You are viewing a plain text version of this content. The canonical link for it is here.
Posted to issues@spark.apache.org by "Shixiong Zhu (JIRA)" <ji...@apache.org> on 2016/06/16 20:19:05 UTC
[jira] [Resolved] (SPARK-15981) Fix bug in python DataStreamReader
[ https://issues.apache.org/jira/browse/SPARK-15981?page=com.atlassian.jira.plugin.system.issuetabpanels:all-tabpanel ]

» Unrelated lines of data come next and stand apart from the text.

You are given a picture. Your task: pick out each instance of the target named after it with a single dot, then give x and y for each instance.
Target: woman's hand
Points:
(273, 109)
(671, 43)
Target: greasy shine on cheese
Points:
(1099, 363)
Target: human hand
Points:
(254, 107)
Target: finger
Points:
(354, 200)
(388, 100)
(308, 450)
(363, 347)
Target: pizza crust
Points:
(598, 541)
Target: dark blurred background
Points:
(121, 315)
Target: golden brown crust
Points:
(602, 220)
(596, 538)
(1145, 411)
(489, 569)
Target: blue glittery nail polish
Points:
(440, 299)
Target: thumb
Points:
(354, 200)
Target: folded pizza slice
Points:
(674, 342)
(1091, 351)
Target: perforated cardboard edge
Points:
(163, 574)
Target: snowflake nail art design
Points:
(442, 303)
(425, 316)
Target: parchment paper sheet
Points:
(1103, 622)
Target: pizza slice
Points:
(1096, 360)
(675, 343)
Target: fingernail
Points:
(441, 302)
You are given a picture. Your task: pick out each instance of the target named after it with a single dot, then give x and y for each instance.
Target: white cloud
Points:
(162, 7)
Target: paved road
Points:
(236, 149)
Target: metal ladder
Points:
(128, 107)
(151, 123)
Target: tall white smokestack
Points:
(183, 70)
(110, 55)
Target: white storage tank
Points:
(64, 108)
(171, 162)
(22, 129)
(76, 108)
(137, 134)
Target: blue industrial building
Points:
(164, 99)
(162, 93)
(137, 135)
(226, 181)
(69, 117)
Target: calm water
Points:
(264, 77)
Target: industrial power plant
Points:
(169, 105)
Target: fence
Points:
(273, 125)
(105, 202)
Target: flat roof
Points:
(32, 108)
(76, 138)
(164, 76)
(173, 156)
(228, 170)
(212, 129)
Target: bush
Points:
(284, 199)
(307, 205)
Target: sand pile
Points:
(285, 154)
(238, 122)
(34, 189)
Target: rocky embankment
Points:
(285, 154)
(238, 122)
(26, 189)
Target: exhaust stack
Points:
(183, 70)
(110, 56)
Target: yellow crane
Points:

Shixiong Zhu resolved SPARK-15981.
----------------------------------
Resolution: Fixed
Fix Version/s: 2.0.0
> Fix bug in python DataStreamReader
> ----------------------------------
>
> Key: SPARK-15981
> URL: https://issues.apache.org/jira/browse/SPARK-15981
> Project: Spark
> Issue Type: Sub-task
> Components: SQL, Streaming
> Reporter: Tathagata Das
> Assignee: Tathagata Das
> Priority: Blocker
> Fix For: 2.0.0
>
>
> Bug in Python DataStreamReader API made it unusable. Because a single path was being converted to a array before calling Java DataStreamReader method (which takes a string only), it gave the following error.
> {code}
> File "/Users/tdas/Projects/Spark/spark/python/pyspark/sql/readwriter.py", line 947, in pyspark.sql.readwriter.DataStreamReader.json
> Failed example:
> json_sdf = spark.readStream.json(os.path.join(tempfile.mkdtemp(), 'data'), schema = sdf_schema)
> Exception raised:
> Traceback (most recent call last):
> File "/System/Library/Frameworks/Python.framework/Versions/2.6/lib/python2.6/doctest.py", line 1253, in __run
> compileflags, 1) in test.globs
> File "<doctest pyspark.sql.readwriter.DataStreamReader.json[0]>", line 1, in <module>
> json_sdf = spark.readStream.json(os.path.join(tempfile.mkdtemp(), 'data'), schema = sdf_schema)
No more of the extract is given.